Many dissidents, including Oscar Espinoa Chepe, hope that Raul Castro, Fidel's hatchet man during the anti-Batista revolution, will, if he is chosen, live up to his more recent reputation as a reformer.

"People are really hoping for change if Raul is put in charge," said Oscar. "If people speak about Fidel at all it is in the past tense. Now it's all about Raul. But if he disappoints the people there will be blood again in Cuba.

"I am working for reconciliation between Cubans and hope we will finish fighting each other. What we need now is brotherhood not political ideology."

Oscar ekes out a living as a freelance journalist, broadcasting from his kitchen and writing about reconciliation for newspapers in Madrid and Miami. He describes how the regime confiscated his life savings, his pension and all Miriam's savings, although she has never been charged with a crime.

"Look," he says holding out a card filled with tiny writing, "we still have ration cards 49 years after the revolution. This is how Castro keeps his control. Every month a person is entitled to a pound of meat mixed with soy, eight ounces of cooking oil, seven pounds of rice and a few ounces of beans. Much of the population goes hungry and the average wage is 408 pesos (£11) a month.
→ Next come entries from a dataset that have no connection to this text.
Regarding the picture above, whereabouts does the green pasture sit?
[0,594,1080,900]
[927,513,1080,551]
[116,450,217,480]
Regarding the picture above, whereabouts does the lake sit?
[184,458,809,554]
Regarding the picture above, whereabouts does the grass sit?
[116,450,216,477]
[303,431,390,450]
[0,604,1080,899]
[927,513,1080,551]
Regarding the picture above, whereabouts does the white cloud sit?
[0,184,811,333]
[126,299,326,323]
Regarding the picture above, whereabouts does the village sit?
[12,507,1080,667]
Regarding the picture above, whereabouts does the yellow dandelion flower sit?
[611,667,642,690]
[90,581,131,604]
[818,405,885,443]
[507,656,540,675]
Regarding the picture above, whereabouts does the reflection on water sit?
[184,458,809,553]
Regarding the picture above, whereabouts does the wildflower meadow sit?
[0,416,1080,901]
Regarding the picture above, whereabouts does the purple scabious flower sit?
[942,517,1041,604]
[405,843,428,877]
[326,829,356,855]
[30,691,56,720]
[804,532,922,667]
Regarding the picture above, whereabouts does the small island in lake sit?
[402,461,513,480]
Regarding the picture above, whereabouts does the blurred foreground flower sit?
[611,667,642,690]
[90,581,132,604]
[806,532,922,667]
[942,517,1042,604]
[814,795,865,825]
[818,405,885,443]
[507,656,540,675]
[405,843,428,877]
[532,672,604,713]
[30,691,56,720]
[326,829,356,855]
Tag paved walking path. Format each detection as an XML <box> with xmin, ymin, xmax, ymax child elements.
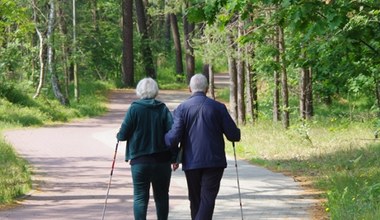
<box><xmin>0</xmin><ymin>90</ymin><xmax>316</xmax><ymax>220</ymax></box>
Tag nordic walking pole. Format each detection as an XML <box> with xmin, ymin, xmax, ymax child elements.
<box><xmin>232</xmin><ymin>141</ymin><xmax>244</xmax><ymax>220</ymax></box>
<box><xmin>102</xmin><ymin>141</ymin><xmax>119</xmax><ymax>220</ymax></box>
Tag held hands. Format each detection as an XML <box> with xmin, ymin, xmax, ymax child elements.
<box><xmin>172</xmin><ymin>163</ymin><xmax>179</xmax><ymax>171</ymax></box>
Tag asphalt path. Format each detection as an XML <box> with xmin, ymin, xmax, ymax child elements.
<box><xmin>0</xmin><ymin>90</ymin><xmax>317</xmax><ymax>220</ymax></box>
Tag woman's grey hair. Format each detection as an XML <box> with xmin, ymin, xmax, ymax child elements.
<box><xmin>136</xmin><ymin>77</ymin><xmax>158</xmax><ymax>99</ymax></box>
<box><xmin>189</xmin><ymin>73</ymin><xmax>208</xmax><ymax>93</ymax></box>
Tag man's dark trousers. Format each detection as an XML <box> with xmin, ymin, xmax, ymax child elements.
<box><xmin>185</xmin><ymin>168</ymin><xmax>224</xmax><ymax>220</ymax></box>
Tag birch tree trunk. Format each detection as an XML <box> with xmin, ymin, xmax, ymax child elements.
<box><xmin>169</xmin><ymin>13</ymin><xmax>183</xmax><ymax>79</ymax></box>
<box><xmin>277</xmin><ymin>26</ymin><xmax>290</xmax><ymax>128</ymax></box>
<box><xmin>236</xmin><ymin>16</ymin><xmax>246</xmax><ymax>125</ymax></box>
<box><xmin>32</xmin><ymin>0</ymin><xmax>45</xmax><ymax>99</ymax></box>
<box><xmin>46</xmin><ymin>0</ymin><xmax>68</xmax><ymax>105</ymax></box>
<box><xmin>183</xmin><ymin>1</ymin><xmax>195</xmax><ymax>83</ymax></box>
<box><xmin>122</xmin><ymin>0</ymin><xmax>134</xmax><ymax>87</ymax></box>
<box><xmin>73</xmin><ymin>0</ymin><xmax>79</xmax><ymax>102</ymax></box>
<box><xmin>135</xmin><ymin>0</ymin><xmax>157</xmax><ymax>79</ymax></box>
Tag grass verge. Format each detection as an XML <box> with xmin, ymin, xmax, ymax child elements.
<box><xmin>227</xmin><ymin>121</ymin><xmax>380</xmax><ymax>219</ymax></box>
<box><xmin>0</xmin><ymin>82</ymin><xmax>111</xmax><ymax>207</ymax></box>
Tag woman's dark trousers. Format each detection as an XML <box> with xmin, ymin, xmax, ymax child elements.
<box><xmin>185</xmin><ymin>168</ymin><xmax>224</xmax><ymax>220</ymax></box>
<box><xmin>131</xmin><ymin>162</ymin><xmax>171</xmax><ymax>220</ymax></box>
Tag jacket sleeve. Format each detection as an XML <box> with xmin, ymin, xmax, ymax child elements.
<box><xmin>222</xmin><ymin>105</ymin><xmax>241</xmax><ymax>141</ymax></box>
<box><xmin>165</xmin><ymin>109</ymin><xmax>185</xmax><ymax>148</ymax></box>
<box><xmin>116</xmin><ymin>108</ymin><xmax>133</xmax><ymax>141</ymax></box>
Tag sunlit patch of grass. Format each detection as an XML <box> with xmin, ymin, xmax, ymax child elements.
<box><xmin>0</xmin><ymin>138</ymin><xmax>32</xmax><ymax>204</ymax></box>
<box><xmin>226</xmin><ymin>121</ymin><xmax>380</xmax><ymax>219</ymax></box>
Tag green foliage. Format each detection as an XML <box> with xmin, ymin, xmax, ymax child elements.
<box><xmin>0</xmin><ymin>138</ymin><xmax>32</xmax><ymax>204</ymax></box>
<box><xmin>0</xmin><ymin>81</ymin><xmax>110</xmax><ymax>126</ymax></box>
<box><xmin>226</xmin><ymin>119</ymin><xmax>380</xmax><ymax>219</ymax></box>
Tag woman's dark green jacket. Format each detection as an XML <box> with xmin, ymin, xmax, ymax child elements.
<box><xmin>117</xmin><ymin>99</ymin><xmax>173</xmax><ymax>160</ymax></box>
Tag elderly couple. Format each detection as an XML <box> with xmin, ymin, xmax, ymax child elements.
<box><xmin>117</xmin><ymin>74</ymin><xmax>240</xmax><ymax>220</ymax></box>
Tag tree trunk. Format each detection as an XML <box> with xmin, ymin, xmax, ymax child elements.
<box><xmin>273</xmin><ymin>31</ymin><xmax>281</xmax><ymax>122</ymax></box>
<box><xmin>165</xmin><ymin>13</ymin><xmax>173</xmax><ymax>53</ymax></box>
<box><xmin>228</xmin><ymin>56</ymin><xmax>238</xmax><ymax>123</ymax></box>
<box><xmin>32</xmin><ymin>0</ymin><xmax>45</xmax><ymax>99</ymax></box>
<box><xmin>47</xmin><ymin>0</ymin><xmax>68</xmax><ymax>105</ymax></box>
<box><xmin>207</xmin><ymin>64</ymin><xmax>215</xmax><ymax>99</ymax></box>
<box><xmin>183</xmin><ymin>1</ymin><xmax>195</xmax><ymax>83</ymax></box>
<box><xmin>122</xmin><ymin>0</ymin><xmax>134</xmax><ymax>87</ymax></box>
<box><xmin>277</xmin><ymin>26</ymin><xmax>290</xmax><ymax>128</ymax></box>
<box><xmin>245</xmin><ymin>59</ymin><xmax>258</xmax><ymax>124</ymax></box>
<box><xmin>57</xmin><ymin>0</ymin><xmax>70</xmax><ymax>97</ymax></box>
<box><xmin>170</xmin><ymin>13</ymin><xmax>183</xmax><ymax>80</ymax></box>
<box><xmin>306</xmin><ymin>67</ymin><xmax>314</xmax><ymax>119</ymax></box>
<box><xmin>300</xmin><ymin>65</ymin><xmax>313</xmax><ymax>119</ymax></box>
<box><xmin>73</xmin><ymin>0</ymin><xmax>79</xmax><ymax>102</ymax></box>
<box><xmin>135</xmin><ymin>0</ymin><xmax>157</xmax><ymax>79</ymax></box>
<box><xmin>236</xmin><ymin>17</ymin><xmax>246</xmax><ymax>125</ymax></box>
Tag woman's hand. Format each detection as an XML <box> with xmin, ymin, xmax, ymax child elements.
<box><xmin>172</xmin><ymin>163</ymin><xmax>179</xmax><ymax>171</ymax></box>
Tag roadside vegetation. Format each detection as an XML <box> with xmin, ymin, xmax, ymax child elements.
<box><xmin>0</xmin><ymin>82</ymin><xmax>112</xmax><ymax>205</ymax></box>
<box><xmin>219</xmin><ymin>88</ymin><xmax>380</xmax><ymax>220</ymax></box>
"But there is huge corruption around the ration cards, which are a complete waste of time because so many Cubans live off money from relatives in the US. It's really a system for keeping people under control."

And the hand of the Communist Party is never far away. "The apartment just above us is used by senior members of the political police," Oscar continued, jabbing his finger towards the corner of the ceiling.
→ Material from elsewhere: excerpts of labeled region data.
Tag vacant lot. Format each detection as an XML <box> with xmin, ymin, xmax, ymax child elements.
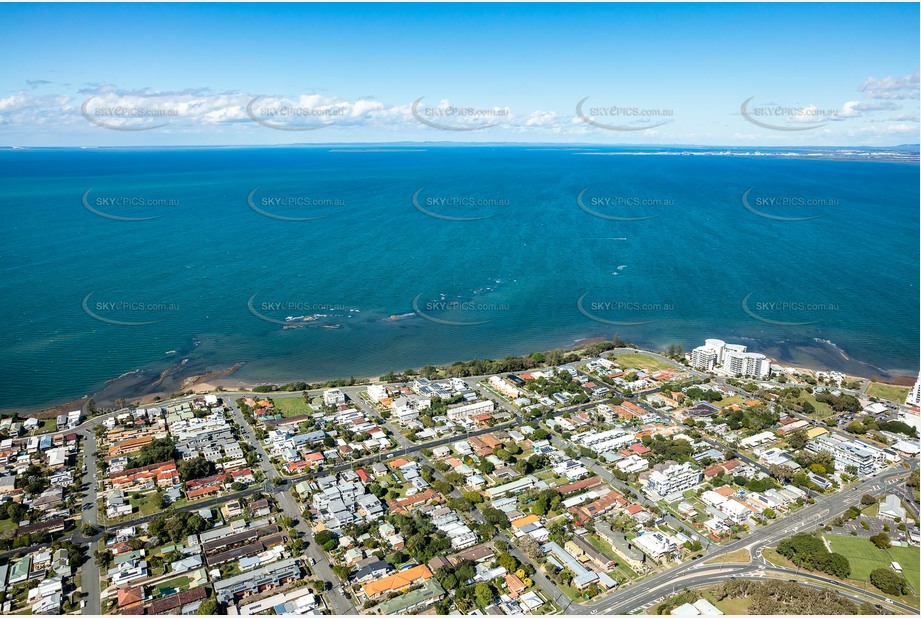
<box><xmin>615</xmin><ymin>352</ymin><xmax>674</xmax><ymax>371</ymax></box>
<box><xmin>825</xmin><ymin>534</ymin><xmax>921</xmax><ymax>590</ymax></box>
<box><xmin>272</xmin><ymin>397</ymin><xmax>316</xmax><ymax>418</ymax></box>
<box><xmin>867</xmin><ymin>382</ymin><xmax>911</xmax><ymax>403</ymax></box>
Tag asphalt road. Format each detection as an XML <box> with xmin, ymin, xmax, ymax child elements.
<box><xmin>567</xmin><ymin>467</ymin><xmax>912</xmax><ymax>614</ymax></box>
<box><xmin>223</xmin><ymin>400</ymin><xmax>355</xmax><ymax>614</ymax></box>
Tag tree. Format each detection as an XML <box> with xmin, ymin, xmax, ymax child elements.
<box><xmin>870</xmin><ymin>568</ymin><xmax>909</xmax><ymax>594</ymax></box>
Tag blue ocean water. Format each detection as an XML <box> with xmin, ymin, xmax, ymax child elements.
<box><xmin>0</xmin><ymin>146</ymin><xmax>919</xmax><ymax>408</ymax></box>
"I don't know what they're doing up there. They [the authorities] know how to destroy people and turn them against each other, even my daughter, a lawyer has to stay away from me. But things are changing because people in the neighbourhood who used to be afraid are now talking openly to me."

As a young man, during the revolution Oscar led the youth wing of the Communist Party in his home town. "Everybody loved Fidel back then," he said, "people came back from America to work for the revolution, he was enormously popular." But then, as a young economist working with Castro, he derided his radical plans to abolish money, stop interest payments and close banks in the 1960s. "I was denounced as pro-capitalist, so they sent me to a hard-labour camp collecting bat excrement from caves to use as fertiliser."

Freed after the intercession of friends in the communist establishment, he and his wife were sent to Europe as diplomats. Soon he was watching the Berlin Wall collapse and getting into trouble for speaking about change in Cuba.

Sacked from his job, he got out an old typewriter and began writing articles critical of the regime and hosting his radio show. That was in 2003 when he was sentenced to 20 years in jail.

Today he is out on furlough because of bad health but knows that his freedom may end at any moment. But that doesn't stop him speaking out at every possible opportunity.